With all the hype surrounding ‘big data’ analytics – the magical promises of actionable insight, the glitz and glamour of data visualisation it’s easy to forget about what goes on behind the scenes to make it all happen – data preparation and exploration. These are the powerhouses of analytics and without these the insight gained will be marginal at best.
Most analysts will tell you that preparing and exploring the data will take around 70-80% of any analytical project. This is true no matter whether you are producing reports, creating dashboards or developing models.
As tempting as it may seem to skip the data preparation and exploration phase or do something ‘down and dirty’ – don’t. Putting the effort in up front will save time and frustration in the long run (from continual rework) and produce outputs that give real insight.
Data preparation involves:
- understanding the purpose and use of your report/dashboard/model
- formulating lots of questions and hypotheses
- getting data (often kicking and screaming from multiple data sources)
- deriving new variables from existing ones
- checking if inconsistencies exist within variables
- investigating the quality of the data.
For example, you may be tasked to investigate what impact the frequency of topping up a prepaid phone has on a customer’s total spend. Your data may include the dates and amounts each time a phone was topped up. You’ll need to establish the number of days between top ups as a new field – you may also want to put these into categories. A check on the dates may reveal a substantial number of your records with the exact same date (possibly the date the database was created!) this would cause tremendous problems in your analysis if not dealt with at the start.
Data exploration involves:
- investigating relationships between variables – not just for variable selection in modelling but also key for doing ‘what if’ scenarios often included in dashboards. You want to ensure the variables assigned to the dials interact with each other.
- looking at distributions– useful for identifying what summary measures to use in a report , where to set alerts for dashboards and if any transformations are needed for modelling
- identifying outliers – you’ll need to include these in your report, you’ll want to check what your dashboards and models are like with and without them. Do they cause major changes? Do you include or exclude them?

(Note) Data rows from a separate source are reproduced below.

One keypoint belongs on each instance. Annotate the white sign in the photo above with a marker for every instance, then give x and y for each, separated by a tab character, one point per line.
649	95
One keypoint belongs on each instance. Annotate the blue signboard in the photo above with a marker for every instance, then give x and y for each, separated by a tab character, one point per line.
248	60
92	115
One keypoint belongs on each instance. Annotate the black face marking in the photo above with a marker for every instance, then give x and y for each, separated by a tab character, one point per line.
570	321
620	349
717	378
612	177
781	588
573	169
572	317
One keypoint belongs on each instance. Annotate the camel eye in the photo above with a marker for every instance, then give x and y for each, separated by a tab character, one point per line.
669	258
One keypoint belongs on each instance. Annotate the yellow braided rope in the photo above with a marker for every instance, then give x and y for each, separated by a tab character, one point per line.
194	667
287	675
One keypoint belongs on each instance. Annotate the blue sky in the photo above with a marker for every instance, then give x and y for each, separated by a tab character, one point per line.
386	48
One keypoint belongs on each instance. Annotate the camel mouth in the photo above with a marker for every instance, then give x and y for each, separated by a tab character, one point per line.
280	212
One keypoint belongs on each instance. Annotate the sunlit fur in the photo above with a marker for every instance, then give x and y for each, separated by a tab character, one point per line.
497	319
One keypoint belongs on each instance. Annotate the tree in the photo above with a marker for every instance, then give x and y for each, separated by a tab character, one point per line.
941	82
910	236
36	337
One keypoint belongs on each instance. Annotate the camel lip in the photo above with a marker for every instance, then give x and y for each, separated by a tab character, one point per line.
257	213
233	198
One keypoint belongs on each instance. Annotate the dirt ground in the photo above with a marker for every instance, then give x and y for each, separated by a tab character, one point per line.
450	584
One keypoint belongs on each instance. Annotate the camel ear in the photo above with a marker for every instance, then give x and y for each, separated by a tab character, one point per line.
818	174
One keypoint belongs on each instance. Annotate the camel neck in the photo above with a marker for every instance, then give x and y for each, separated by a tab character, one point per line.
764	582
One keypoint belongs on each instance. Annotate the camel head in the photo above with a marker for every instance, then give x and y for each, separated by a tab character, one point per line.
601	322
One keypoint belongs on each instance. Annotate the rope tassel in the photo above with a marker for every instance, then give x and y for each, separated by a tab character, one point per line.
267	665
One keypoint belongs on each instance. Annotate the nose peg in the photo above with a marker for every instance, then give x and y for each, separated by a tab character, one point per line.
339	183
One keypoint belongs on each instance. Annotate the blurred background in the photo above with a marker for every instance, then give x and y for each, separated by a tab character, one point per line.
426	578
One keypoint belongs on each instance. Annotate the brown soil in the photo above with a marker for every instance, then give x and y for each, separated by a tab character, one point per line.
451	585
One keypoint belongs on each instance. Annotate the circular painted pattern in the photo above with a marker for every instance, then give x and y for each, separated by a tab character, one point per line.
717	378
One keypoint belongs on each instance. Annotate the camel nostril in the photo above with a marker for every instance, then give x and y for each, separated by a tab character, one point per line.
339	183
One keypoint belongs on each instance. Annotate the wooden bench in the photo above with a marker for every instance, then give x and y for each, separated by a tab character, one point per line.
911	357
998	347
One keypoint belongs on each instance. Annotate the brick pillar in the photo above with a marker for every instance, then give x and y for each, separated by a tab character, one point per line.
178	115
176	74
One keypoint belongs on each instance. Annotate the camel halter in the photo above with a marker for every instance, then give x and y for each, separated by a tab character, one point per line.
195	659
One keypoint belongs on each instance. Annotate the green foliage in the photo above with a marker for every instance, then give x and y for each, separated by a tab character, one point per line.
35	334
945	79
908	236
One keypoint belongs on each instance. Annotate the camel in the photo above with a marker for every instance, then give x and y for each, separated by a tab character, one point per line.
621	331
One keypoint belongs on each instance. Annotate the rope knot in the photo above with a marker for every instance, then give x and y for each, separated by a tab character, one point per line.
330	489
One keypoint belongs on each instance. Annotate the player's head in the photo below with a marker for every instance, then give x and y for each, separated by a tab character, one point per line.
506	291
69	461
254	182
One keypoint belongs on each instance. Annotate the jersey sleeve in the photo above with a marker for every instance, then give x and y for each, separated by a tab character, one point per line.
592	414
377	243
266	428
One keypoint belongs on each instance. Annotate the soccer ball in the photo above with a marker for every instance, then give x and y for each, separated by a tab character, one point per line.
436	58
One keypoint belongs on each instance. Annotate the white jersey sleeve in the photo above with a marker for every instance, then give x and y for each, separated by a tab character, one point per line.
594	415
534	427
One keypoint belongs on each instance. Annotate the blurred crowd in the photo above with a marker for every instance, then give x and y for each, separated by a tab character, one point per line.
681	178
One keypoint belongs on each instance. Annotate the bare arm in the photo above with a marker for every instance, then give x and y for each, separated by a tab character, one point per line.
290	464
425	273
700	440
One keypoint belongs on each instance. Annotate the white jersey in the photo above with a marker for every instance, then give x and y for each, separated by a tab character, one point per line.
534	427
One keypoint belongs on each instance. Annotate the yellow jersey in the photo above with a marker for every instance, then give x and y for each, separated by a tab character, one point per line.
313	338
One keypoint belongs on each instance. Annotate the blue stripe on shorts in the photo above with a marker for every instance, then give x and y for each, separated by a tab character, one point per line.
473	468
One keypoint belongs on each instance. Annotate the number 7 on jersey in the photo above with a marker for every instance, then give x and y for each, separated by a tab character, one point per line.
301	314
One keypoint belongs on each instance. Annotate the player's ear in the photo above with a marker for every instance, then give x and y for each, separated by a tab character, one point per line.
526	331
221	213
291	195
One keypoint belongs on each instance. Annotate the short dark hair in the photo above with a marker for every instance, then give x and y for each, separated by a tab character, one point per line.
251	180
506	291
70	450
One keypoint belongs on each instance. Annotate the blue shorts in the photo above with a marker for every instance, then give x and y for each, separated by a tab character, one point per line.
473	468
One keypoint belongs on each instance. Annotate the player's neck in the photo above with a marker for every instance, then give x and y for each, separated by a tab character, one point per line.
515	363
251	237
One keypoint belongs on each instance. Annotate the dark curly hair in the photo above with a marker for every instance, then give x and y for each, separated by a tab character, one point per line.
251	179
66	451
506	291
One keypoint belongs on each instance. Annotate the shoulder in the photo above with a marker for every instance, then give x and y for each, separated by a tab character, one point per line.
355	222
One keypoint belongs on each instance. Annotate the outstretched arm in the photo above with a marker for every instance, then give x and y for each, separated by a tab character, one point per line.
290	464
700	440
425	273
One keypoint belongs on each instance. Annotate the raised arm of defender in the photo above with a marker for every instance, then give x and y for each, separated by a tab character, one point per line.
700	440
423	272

Often as you work through the exploration phase you think of different ways you’d like to view the data or different questions that you’d like to explore that requires new fields to be created. It’s not unusual for some iteration between the preparation and exploration. However, it is easy to fall into the ‘analysis paralysis’ trap – a great analyst knows when to move onto creating the report, dashboard or model. “You gotta know when to hold ‘em, know when to fold ‘em”